Apple Pay ha praticamente ottenuto la piena cittadinanza italiana. Nuovi nomi – quelli di Nexi, di Carta Bcc e di Hype – si aggiungono alla lista delle applicazioni e dei circuiti supportati, a qualche mese dal debutto tricolore del servizio di pagamento digitale di Apple. Come noto, con “Pay” è possibile effettuare pagamenti sia online sia nei negozi (avvicinando l'iPhone a un Pos contactless), ma anche trasferire somme di denaro tramite iMessage in logica peer-to-peer, cioè dal proprio conto verso il portafoglio virtuale di un altro contatto. Dallo scorso maggio questa possibilità è stata introdotta anche in Italia, partendo dai possessori di carte del circuito Visa e Mastercard erogate da Unicredit e Carrefour Bank, e dai titolari di un conto prepagato su Boon.

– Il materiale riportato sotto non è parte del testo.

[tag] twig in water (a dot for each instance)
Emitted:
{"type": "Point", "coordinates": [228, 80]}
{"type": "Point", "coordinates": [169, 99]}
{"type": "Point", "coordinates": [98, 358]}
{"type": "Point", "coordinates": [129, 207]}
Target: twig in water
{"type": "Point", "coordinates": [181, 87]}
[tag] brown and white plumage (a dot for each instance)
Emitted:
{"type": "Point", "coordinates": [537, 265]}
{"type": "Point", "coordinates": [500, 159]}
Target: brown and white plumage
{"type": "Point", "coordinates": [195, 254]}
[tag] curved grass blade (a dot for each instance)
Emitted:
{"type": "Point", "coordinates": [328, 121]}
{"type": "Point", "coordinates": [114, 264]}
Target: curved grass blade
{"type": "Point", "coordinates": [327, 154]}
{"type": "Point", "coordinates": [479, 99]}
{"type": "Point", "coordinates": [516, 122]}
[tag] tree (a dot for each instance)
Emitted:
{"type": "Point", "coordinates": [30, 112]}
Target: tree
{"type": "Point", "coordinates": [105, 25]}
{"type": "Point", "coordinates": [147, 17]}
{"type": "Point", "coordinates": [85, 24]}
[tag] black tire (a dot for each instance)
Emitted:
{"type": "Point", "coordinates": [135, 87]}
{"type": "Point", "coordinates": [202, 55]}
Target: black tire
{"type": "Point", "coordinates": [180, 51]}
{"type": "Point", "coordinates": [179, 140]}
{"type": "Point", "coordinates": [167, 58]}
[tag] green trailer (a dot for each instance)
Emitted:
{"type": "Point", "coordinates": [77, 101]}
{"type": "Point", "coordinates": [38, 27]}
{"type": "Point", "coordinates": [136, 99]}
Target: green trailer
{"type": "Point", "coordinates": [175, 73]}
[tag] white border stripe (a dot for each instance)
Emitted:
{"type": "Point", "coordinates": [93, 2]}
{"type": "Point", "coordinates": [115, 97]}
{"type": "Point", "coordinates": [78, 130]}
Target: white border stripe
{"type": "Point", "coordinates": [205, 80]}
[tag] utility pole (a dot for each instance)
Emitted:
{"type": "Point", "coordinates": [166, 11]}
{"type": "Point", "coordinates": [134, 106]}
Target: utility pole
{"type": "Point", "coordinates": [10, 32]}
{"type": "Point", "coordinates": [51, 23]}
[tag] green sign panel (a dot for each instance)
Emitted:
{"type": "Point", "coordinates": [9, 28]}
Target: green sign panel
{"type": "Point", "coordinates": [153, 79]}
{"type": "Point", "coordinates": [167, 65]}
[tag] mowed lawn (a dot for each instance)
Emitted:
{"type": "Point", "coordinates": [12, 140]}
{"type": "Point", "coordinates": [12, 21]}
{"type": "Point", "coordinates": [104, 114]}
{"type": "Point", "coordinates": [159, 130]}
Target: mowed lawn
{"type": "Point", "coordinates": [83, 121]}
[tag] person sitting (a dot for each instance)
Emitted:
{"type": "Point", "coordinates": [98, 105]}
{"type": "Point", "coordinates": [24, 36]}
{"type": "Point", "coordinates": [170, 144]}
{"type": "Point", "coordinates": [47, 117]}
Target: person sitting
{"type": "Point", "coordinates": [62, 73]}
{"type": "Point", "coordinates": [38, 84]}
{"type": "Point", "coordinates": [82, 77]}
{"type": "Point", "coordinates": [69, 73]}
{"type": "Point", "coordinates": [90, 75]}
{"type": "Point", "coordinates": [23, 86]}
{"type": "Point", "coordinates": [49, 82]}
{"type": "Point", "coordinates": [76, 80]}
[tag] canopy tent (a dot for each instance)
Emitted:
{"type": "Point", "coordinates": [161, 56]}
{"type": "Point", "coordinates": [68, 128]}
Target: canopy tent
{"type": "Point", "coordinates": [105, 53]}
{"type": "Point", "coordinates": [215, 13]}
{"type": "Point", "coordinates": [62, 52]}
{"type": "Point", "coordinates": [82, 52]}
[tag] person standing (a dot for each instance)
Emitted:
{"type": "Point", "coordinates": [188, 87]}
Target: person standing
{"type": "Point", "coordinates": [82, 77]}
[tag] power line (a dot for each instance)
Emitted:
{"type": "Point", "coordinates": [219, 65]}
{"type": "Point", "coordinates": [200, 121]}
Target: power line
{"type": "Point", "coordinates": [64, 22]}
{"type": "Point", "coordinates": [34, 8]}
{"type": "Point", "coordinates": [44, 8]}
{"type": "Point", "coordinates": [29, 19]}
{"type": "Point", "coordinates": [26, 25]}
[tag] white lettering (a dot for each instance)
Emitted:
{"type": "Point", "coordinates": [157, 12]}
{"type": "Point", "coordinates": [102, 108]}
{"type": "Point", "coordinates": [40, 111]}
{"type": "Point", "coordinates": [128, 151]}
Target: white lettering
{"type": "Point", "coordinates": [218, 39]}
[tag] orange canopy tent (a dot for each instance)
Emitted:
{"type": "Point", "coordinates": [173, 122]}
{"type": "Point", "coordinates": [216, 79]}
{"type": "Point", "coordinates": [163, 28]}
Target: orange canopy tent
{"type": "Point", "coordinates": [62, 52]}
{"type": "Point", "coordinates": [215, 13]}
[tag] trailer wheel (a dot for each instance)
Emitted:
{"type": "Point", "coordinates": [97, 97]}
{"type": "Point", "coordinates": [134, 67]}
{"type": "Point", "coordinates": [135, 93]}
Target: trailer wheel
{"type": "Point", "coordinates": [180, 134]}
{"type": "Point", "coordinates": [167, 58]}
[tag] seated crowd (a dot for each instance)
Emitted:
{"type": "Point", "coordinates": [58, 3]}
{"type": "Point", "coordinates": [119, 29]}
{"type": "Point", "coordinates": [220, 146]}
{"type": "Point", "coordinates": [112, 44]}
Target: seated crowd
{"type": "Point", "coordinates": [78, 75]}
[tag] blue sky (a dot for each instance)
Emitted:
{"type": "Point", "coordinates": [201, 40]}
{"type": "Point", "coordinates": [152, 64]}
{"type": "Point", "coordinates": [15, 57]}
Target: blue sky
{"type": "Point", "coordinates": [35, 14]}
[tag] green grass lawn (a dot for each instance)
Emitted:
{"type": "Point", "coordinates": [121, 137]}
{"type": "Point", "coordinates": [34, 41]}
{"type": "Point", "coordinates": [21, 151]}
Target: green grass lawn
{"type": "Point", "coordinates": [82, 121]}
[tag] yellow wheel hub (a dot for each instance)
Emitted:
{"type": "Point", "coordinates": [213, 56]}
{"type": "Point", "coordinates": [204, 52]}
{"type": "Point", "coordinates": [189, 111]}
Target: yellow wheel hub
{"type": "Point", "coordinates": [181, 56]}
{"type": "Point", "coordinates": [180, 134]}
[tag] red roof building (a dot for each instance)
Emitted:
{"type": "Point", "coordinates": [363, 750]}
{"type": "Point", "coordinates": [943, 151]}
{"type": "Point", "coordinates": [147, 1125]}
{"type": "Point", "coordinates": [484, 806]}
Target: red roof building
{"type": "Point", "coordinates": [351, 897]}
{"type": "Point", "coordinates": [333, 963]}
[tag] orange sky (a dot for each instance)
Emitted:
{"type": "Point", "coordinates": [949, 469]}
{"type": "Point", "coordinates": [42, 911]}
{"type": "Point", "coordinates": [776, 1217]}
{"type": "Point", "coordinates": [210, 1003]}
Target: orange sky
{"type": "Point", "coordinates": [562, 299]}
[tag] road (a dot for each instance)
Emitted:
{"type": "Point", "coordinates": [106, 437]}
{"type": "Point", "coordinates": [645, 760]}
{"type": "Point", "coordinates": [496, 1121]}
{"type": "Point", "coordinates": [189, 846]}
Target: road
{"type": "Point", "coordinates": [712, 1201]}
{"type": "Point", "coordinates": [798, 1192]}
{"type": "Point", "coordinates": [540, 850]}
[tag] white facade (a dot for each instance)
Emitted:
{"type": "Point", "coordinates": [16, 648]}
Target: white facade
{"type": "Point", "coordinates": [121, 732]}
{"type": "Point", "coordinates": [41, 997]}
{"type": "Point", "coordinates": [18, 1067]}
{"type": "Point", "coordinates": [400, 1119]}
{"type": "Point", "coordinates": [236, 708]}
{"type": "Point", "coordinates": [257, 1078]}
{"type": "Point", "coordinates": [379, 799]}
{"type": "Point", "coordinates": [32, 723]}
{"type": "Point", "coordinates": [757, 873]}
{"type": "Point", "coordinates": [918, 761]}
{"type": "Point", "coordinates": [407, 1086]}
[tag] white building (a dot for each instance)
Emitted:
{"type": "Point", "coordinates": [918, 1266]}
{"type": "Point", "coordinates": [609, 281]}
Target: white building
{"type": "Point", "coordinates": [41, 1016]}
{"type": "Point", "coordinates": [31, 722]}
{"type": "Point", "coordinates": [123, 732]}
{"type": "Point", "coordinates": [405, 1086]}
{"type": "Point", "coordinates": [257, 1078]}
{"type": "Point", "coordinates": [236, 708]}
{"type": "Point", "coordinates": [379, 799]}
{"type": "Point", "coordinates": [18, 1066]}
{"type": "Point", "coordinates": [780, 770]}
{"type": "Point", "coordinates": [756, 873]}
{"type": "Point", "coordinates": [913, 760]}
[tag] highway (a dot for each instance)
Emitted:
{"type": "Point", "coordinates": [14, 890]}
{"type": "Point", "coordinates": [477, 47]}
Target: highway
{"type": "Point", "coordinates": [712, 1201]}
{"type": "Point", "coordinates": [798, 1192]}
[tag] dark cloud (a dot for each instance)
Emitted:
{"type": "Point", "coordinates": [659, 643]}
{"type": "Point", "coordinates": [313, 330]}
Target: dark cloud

Durante l'estate si sono aggiunte alla lista dei soggetti che supportano il servizio anche American Express e Mediolanum, mentre in autunno hanno debuttato prima Widiba (la banca online del gruppo Monte Paschi di Siena) e poi ExprendiaSmart (carta ricaricabile aziendale di Edenred Italia) ed N26 (startup tedesca che offre vari servizi bancari gestibili via smartphone). Ora è la volta di Nexi, di Carta Bcc e di Hype.

Il primo è il servizio nato dall'accordo fra CartaSi e Icpb (Istituto Centrale delle Banche Popolari). Nexi ha annunciato che Apple Pay sarà disponibile per i clienti delle proprie banche partner, ma attualmente hanno già aderito all’iniziativa solo Banca Mediolanum, Credit Agricole, Cassa Centrale Banca e Cassa di Risparmio di Bolzano. Il servizio di Apple sarà fruibile quindi anche attraverso l'applicazione mobile Nexi Pay.

 

 

 

Carta Bcc è, invece, il circuito di Iccrea Banca che riunisce l'offerta di carte di debito, di credito e prepagate per i clienti delle Banche di Credito Cooperativo. Da questo soggetto, a differenza di quanto accaduto per Nexi, non sono arrivate comunicazioni ufficiali, ma l'aggiunta all'elenco + desumibile dalla pagina Web italiana di Apple Pay. La terza aggiunta di questi giorni è Hype, la prepagata di Banca Sella, mentre manca ancora all'appello Fineco, il cui supporto è indicato come “in arrivo prossimamente”.